VAIDS

Wednesday, February 27, 2013

St. Peter’s Square for Pope’s final general audience



Tens of thousands of people toting banners saying “Thank you!” jammed St. Peter’s Square on Wednesday to bid farewell to Pope Benedict XVI at his final general audience — the appointment he kept each week to teach the world about the Catholic faith.


St. Peter’s was overflowing and pilgrims and curiosity-seekers were picking spots along the main boulevard nearby to watch the event on giant TV screens. Some 50,000 tickets were requested for Benedict’s final master class, but Italian media estimated the number of people actually attending could be double that.

With chants of “Benedetto” erupting every so often, the mood — even hours before Benedict was to arrive — was far more buoyant than during the pope’s final Sunday blessing and recalled the jubilant turnouts that often accompanied him at World Youth Days and events involving his predecessor, Pope John Paul II.

“It’s difficult — the emotion is so big,” said Jan Marie, a 53-year-old Roman in his first years as a seminarian. “We came to support the pope’s decision, and feel the air of the church.”
Benedict on Thursday will become the first pope in 600 years to resign, a decision he said he took after realizing that, at 85, he simply didn’t have the strength of mind or body to carry on. After his general audience Wednesday, he will meet Thursday morning with cardinals for a final time, then fly by helicopter to the papal residence at Castel Gandolfo south of Rome.
There, at 8 p.m., the doors of the palazzo will close and the Swiss Guards in attendance will go off duty, their service protecting the head of the Catholic Church over — for now.
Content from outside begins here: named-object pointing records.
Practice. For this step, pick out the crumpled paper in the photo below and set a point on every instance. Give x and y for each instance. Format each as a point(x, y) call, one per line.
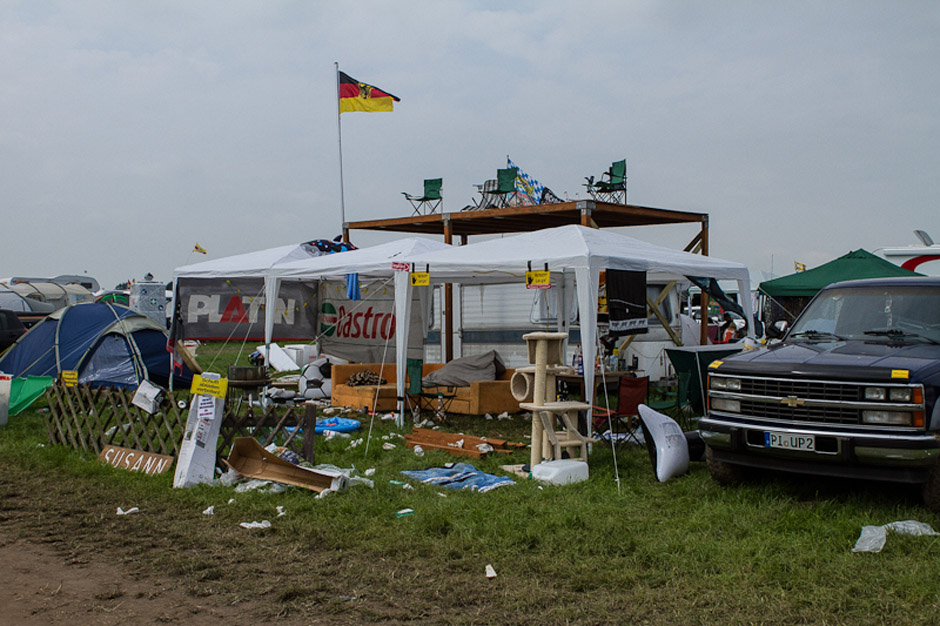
point(873, 538)
point(252, 525)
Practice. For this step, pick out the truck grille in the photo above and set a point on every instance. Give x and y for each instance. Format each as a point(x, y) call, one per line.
point(805, 401)
point(817, 390)
point(818, 415)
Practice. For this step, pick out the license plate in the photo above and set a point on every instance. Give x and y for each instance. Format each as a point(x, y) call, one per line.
point(790, 441)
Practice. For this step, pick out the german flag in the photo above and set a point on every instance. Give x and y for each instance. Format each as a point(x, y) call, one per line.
point(359, 96)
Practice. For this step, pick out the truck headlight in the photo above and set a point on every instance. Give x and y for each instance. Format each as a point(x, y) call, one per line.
point(725, 384)
point(725, 404)
point(894, 418)
point(900, 394)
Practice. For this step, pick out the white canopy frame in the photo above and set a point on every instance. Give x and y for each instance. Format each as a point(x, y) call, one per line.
point(568, 252)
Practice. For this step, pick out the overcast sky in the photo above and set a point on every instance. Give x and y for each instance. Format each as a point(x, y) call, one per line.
point(132, 130)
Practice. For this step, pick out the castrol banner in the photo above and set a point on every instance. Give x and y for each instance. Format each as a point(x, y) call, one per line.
point(364, 330)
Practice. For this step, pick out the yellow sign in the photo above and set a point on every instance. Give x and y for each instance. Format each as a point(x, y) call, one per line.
point(209, 387)
point(538, 279)
point(135, 460)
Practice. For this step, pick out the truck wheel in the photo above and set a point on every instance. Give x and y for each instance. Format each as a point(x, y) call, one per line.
point(930, 491)
point(723, 473)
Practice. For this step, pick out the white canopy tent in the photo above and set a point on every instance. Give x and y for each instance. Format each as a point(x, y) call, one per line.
point(295, 262)
point(571, 253)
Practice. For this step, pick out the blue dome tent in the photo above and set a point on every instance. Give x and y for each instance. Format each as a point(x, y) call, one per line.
point(109, 345)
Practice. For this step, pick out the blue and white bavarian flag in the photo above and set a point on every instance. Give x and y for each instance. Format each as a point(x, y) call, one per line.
point(525, 184)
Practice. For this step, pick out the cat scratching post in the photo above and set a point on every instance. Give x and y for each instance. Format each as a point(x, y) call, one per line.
point(546, 353)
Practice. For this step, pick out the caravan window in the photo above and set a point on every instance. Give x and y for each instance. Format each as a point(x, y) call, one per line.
point(12, 301)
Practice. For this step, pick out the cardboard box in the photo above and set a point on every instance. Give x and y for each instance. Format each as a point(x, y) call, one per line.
point(250, 459)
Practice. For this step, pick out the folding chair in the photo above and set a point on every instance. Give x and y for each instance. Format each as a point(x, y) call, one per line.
point(679, 402)
point(631, 393)
point(495, 193)
point(614, 188)
point(430, 201)
point(435, 401)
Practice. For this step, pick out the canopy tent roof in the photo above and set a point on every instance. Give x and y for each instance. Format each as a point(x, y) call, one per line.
point(856, 264)
point(303, 261)
point(371, 261)
point(568, 248)
point(574, 254)
point(250, 264)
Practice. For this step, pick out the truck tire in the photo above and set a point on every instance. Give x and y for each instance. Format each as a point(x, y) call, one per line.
point(723, 473)
point(930, 491)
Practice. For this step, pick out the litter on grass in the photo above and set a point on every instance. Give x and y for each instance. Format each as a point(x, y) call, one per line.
point(253, 525)
point(459, 476)
point(873, 538)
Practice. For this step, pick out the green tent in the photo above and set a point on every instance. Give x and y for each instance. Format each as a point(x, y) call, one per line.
point(856, 264)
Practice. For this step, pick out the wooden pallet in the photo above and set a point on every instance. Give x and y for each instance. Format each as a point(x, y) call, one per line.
point(435, 440)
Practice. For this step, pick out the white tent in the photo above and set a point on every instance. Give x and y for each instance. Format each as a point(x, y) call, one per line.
point(249, 265)
point(571, 253)
point(297, 262)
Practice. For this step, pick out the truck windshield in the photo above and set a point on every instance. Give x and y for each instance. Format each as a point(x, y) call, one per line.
point(890, 313)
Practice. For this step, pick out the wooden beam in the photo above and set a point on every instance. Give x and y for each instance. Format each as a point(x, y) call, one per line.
point(448, 301)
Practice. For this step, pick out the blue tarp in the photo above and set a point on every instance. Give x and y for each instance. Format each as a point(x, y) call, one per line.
point(459, 476)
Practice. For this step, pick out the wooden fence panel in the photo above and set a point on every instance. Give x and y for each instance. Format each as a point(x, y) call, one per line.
point(89, 419)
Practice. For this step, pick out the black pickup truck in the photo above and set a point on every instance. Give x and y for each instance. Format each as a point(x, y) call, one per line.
point(850, 391)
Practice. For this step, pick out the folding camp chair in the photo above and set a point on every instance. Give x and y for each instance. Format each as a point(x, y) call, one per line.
point(431, 201)
point(613, 189)
point(631, 393)
point(494, 194)
point(677, 402)
point(435, 401)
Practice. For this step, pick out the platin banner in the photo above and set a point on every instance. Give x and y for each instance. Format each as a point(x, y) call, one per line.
point(215, 309)
point(364, 330)
point(626, 302)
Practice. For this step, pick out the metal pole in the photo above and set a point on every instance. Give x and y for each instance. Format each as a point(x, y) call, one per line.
point(339, 134)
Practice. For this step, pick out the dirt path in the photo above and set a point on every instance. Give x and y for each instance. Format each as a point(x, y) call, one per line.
point(41, 587)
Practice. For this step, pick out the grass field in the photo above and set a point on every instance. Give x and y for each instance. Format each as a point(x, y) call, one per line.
point(776, 550)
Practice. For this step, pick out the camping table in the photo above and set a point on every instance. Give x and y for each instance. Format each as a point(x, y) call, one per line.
point(612, 380)
point(692, 362)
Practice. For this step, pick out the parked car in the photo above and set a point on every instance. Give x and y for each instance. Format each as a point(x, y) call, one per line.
point(28, 310)
point(11, 329)
point(851, 391)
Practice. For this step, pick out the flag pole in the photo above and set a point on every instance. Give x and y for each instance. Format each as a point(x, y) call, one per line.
point(339, 134)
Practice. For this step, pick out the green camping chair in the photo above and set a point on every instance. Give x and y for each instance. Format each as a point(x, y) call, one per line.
point(612, 186)
point(431, 201)
point(437, 402)
point(495, 193)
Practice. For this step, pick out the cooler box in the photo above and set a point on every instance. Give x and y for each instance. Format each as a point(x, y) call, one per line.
point(560, 472)
point(303, 353)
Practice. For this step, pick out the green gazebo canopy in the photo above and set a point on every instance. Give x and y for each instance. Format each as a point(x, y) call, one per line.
point(856, 264)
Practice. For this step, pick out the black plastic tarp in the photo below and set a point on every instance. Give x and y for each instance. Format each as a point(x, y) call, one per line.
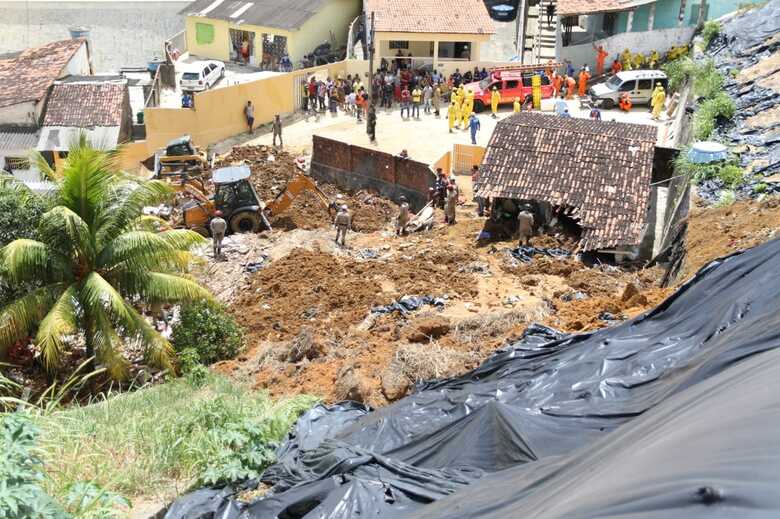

Many of the cardinals who will choose Benedict’s successor were in St. Peter’s Square for his final audience, including retired Los Angeles Cardinal Roger Mahony, object of a grass-roots campaign in the U.S. to persuade him to recuse himself for having covered up for sexually abusive priests. Mahony has said he will vote.

Vatican officials say cardinals will begin meeting on Monday to decide when to set the date for the conclave to elect the next pope.
But the rank-and-file in the crowd on Wednesday weren’t so concerned with the future; they wanted to savour the final moments with the pope they have known for eight years.

“I came to thank him for the testimony that he has given the church,” said Maria Cristina Chiarini, a 52-year-old homemaker who travelled by train early Wednesday from Lugo, near Ravenna, with some 60 members of her parish. “There’s nostalgia, human nostalgia, but also comfort, because as a Christian we have hope. The Lord won’t leave us without a guide.”